Il convient ainsi de condamner Madame [E] [P] payer à la S.A. COFIDIS la somme de 28.913,34 euros au titre du solde du prêt qui ne produira aucun intérêt conventionnel ou légal.
Dès lors, la demande de capitalisation des intérêts formulée par la S.A. COFIDIS devient sans objet, étant rappelé en tout état de cause que la capitalisation des intérêts ne peut être demandée en matière de crédit à la consommation conformément aux dispositions de l’article L.312-38 du code de la consommation.
6. Sur les demandes accessoires
En application de l’article 696 du code de procédure civile, Madame [E] [P], qui succombe à l’instance, sera condamné aux dépens.
Il serait inéquitable de laisser à la charge de la S.A. la S.A. COFIDIS les frais exposés par elle dans la présente instance et non compris dans les dépens.
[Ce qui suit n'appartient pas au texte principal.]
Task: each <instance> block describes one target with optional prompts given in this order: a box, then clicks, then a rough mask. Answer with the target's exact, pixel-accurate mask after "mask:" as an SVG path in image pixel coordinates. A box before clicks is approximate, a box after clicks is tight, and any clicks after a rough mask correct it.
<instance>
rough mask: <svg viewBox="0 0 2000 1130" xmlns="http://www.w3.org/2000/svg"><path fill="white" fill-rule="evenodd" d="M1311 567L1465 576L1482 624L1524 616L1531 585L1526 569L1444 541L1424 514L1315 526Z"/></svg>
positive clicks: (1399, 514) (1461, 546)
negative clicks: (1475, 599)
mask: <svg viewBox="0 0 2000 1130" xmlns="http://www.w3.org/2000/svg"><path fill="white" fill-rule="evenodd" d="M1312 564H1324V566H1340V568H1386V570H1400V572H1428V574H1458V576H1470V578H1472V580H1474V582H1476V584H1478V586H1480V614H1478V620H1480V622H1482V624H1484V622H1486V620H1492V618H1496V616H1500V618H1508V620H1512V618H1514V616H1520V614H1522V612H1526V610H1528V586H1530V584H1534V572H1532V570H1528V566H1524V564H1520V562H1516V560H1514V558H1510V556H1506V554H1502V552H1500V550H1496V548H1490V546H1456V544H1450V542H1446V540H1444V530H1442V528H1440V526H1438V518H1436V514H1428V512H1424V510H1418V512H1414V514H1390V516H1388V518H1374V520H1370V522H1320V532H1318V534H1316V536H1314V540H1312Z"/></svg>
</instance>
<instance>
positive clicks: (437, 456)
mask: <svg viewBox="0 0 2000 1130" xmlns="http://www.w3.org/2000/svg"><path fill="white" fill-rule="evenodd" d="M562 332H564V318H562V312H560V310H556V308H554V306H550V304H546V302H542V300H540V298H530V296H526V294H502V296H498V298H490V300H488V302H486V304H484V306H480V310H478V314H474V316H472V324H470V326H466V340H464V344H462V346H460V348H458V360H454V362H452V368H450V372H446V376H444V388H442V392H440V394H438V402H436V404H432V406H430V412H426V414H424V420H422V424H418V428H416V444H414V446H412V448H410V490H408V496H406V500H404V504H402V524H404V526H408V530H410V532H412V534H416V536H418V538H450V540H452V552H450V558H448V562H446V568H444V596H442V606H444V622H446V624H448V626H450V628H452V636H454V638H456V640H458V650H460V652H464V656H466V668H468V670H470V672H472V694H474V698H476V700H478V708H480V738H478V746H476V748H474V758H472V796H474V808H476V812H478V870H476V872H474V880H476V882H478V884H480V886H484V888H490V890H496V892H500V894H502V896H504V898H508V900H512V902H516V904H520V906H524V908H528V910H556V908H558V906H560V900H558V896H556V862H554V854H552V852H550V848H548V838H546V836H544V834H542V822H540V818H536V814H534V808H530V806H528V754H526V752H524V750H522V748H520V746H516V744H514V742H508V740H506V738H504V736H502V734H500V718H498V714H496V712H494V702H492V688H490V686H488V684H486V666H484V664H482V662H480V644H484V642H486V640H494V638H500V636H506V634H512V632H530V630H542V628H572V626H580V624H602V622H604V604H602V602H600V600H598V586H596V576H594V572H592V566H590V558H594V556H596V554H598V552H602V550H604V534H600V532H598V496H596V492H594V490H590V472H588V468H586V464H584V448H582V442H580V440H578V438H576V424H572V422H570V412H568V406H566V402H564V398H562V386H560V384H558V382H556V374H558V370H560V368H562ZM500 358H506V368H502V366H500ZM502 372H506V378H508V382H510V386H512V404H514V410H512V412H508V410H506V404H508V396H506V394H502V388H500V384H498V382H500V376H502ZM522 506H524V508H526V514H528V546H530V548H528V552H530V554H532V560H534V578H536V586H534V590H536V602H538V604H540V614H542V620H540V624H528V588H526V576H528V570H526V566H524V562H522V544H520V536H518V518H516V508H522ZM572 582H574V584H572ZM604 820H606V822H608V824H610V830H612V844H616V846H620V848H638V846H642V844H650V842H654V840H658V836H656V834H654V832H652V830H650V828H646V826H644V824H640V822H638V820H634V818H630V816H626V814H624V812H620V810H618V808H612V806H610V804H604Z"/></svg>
La somme de 300,00 euros lui sera donc allouée au titre de l’article 700 du code de procédure civile.
La présente décision est de droit exécutoire à titre provisoire, conformément à l’article 514 du code de procédure civile.
PAR CES MOTIFS,
La juge des contentieux de la protection, statuant après débats publics, par jugement mis à disposition des parties par les soins du greffe, réputé contradictoire et en premier ressort,
CONSTATE que la déchéance du terme du contrat susvisé n’a pas été régulièrement prononcée,
PRONONCE la résolution judiciaire du crédit personnel souscrit le 21 octobre 2022 par Madame [E] [P] aux torts de celle-ci,
PRONONCE la déchéance totale du droit aux intérêts de la S.A. COFIDIS au titre du crédit personnel souscrit le 21 octobre 2022 par Madame [E] [P],
CONDAMNE Madame [E] [P] à payer à la S.A. COFIDIS la somme de 28.913,34 euros à titre de restitution des sommes versées en application du contrat précité,
ÉCARTE l’application des articles 1231-6 et 1231-7 du code civil et L.313-3 du code monétaire et financier et DIT que ces sommes ne produiront pas d’intérêt, même au taux légal,
DÉBOUTE la S.A. COFIDIS de sa demande de capitalisation des intérêts,
CONDAMNE Madame [E] [P] à payer à la S.A. COFIDIS la somme de 300,00 euros au titre de l’article 700 du code de procédure civile,
CONDAMNE Madame [E] [P] aux dépens,
DÉBOUTE la S.A. COFIDIS du surplus de ses demandes,
RAPPELLE que le présent jugement est exécutoire de plein droit à titre provisoire.